Bu kursun en sevdiğim tarafı, yazdıklarını illa ki okumak zorunda olmaman. İsteyen yazdıklarını ötekilerle paylaşabiliyor. İstemiyorsan yazdıklarını alıp evine gidiyorsun, ya da nereye gidiyorsan. İçine kapanık ve sıkılgan bir insan olmam, bu kursa uyum sağlamamı kolaylaştırıyor. Kurs kurallarının rahatlığına değil de kendime pay biçmem ise bencilliğim. Benim gibilere de uyum sağlayabilecekleri sosyal aktiviteler ayarlamış olmalarına ilk başta inanamamıştım. Belediyenin akşam kursları kapsamında yazarlık kursu açtığını okumamla, ilgimi başka birşeye vermem bir anda oldu. Daha önce ki tecrübelerim gözümün önüne geldi. Yazdıklarını okuman için sana yapılan baskılar, lafın dönüp dolaşıp sana gelmesi, verdiğin paraya yanarken senden birşeyler yazmanı ve okumanı beklemeleri.... Bu kursun da diğerlerinden pek bi farkı olduğunu sanmıyordum. Ama bir şeylere başlamak ve onu yarım bırakmak her zaman beni cezbetmiştir. Devrik cümleler gibi, nereye gideceği , neler getireceği belli olmaz. Ama bunu bırakmak kolay olmadı benim. Bu kursun diğerlerinden farkı, buraya gelenler büyük çoğunlukta benim gibi insanlar.

uykum açıldı breh

az önce aşağıda yayınladığım yazı itibari ile yeniden enerji doldum. gece uyumamış olmanın verdiği "noluyo lem neredeyim" ruh halinden, bir kekleme seansıyla çıkmış bulunuyorum. anlaşıldı ki uykusu gelen insanı uyanık tutmak için kafein vs yalan. en sağlıklı yöntem doğal olanı. heyecan adrenalin, sense of humour. oyoyoy....
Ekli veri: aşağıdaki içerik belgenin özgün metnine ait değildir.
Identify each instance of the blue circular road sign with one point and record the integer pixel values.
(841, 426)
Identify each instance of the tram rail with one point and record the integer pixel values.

aklıma gelmişken bahsedeyim. 28 Eylül çığırtkanlıklarımın hiç bir faydasını görmedim. aksine salak durumuna düşürdü beni bu şapşal gaz.... neyse elde avuçta 2 harika tişört var. doum günü hediyesi şeklinde elde edilen. bunun yanı sıra harika iki akşam.... 28-29 eylül akşamlar.... 28 Eylül akşamı bizim elemanlarla beraber idik. spongebob tişörtümü öyle elde ettim. diğer siportif ürünü ise daha öncesinde bahsettiğim üzere bir can yolladı ;) 29 Eylül ise Özgünüm Civanım la, Beygom süprüz bişiler hazırlama zahmetine girmişler. buradan tekrardan teşekkür ediyorum. lakin aldığım hediye en güzeli. moby dick bilmem neli edition ve sıkı durun in English... yaa artık yeni bir kapı açılıyor önümde. yabancı dilde romanlar... fransızcayı sökeyim. lö french novella larda okuyacağımdır. azimliyim....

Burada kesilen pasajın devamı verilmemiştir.